5 Key Changes Affecting Medical Staff Services in 2016 and Beyond
Medical services professionals are often seen as the “gateway” to healthcare organizations. They are key to ensuring the healthcare professionals hired and given privileges to serve organizations’ patients are fully qualified They also ensure the organization remains compliant with state and national regulations on qualifications and credentials. It’s an important role, and that won’t change as 2016 approaches, but some things will.
Here are four changes MSPs can expect to see in 2016 and beyond.
Increased Reliance on Technology
There’s been a shift toward increased electronic communications, says Bonnie Gutierrez, President-Elect of the National Association Medical Staff Services. Automated staff management, Web-based meetings and decreased face-to-face communications have required MSPs to become more tech-savvy to keep up with the industry’s demands.
“MSPs must be at the forefront of managing projects that streamline responsibilities, make efficient use of time and minimize risk, all while navigating an environment where negligent credentialing cases, whistleblower suits and malpractice claims for employed physicians are on the rise,” Gutierrez says.
Multiple, Evolving Sets of Standards
Regulatory bodies continue to provide vague standards, such as the Ongoing Professional Practice Evaluation (OPPE) and Focused Professional Practice Evaluation (FPPE) processes, which MSPs are expected to meet, Gutierrez says. “The number of [Joint Commission] surveys being performed has increased greatly over the past two years, which is a huge drain on resources,” she says. In addition, newer and less-traditional regulatory entities have taken a strong place in the market, so MSPs need to be aware of a broader scope of standards.
A Need for New Professionals
Many professions within the healthcare sector have seen veteran professionals retire, and medical staff services is no exception. As demand grows for new MSPs, NAMSS strives to provide resources to help current MSPs find and develop their own replacements, making the field of medical services management a chosen profession, Gutierrez says.
A Call to Improve Efficiency
When it comes to credentialing and staffing, one of the biggest issues is the time it takes to credential healthcare practitioners, says Ray Bixler, CEO of SkillSurvey. “Collecting responses from peer references is typically the root of the longest of delays in getting new hires on board and driving revenue for the organization.”
Bixler says medical services teams have told him it takes an average of 7 to 8 weeks to get peer references squared away because the process is so arduous. “Many systems still require the peer reference to print, complete, sign and then fax or scan the document.”

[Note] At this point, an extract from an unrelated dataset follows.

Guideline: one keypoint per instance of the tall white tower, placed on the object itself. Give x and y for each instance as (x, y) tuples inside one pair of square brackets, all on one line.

Medical services teams will need to look for technological solutions that make it easier to check, file and store these types of references. Bixler recommends looking for solutions that take advantage of mobile and e-signature technologies that drastically improve the peer referencing and credentialing processes. “These new automated solutions help medical staff services better manage this critical part of the hiring process to get physicians on the job faster and contributing to patient care.”
With the rise of the physician employment model, an expansion of care under the Affordable Care Act and other challenges facing the industry, MSPs will continue to face changes in expectations and the way they work. And their valuable work is essential to every healthcare organization’s success.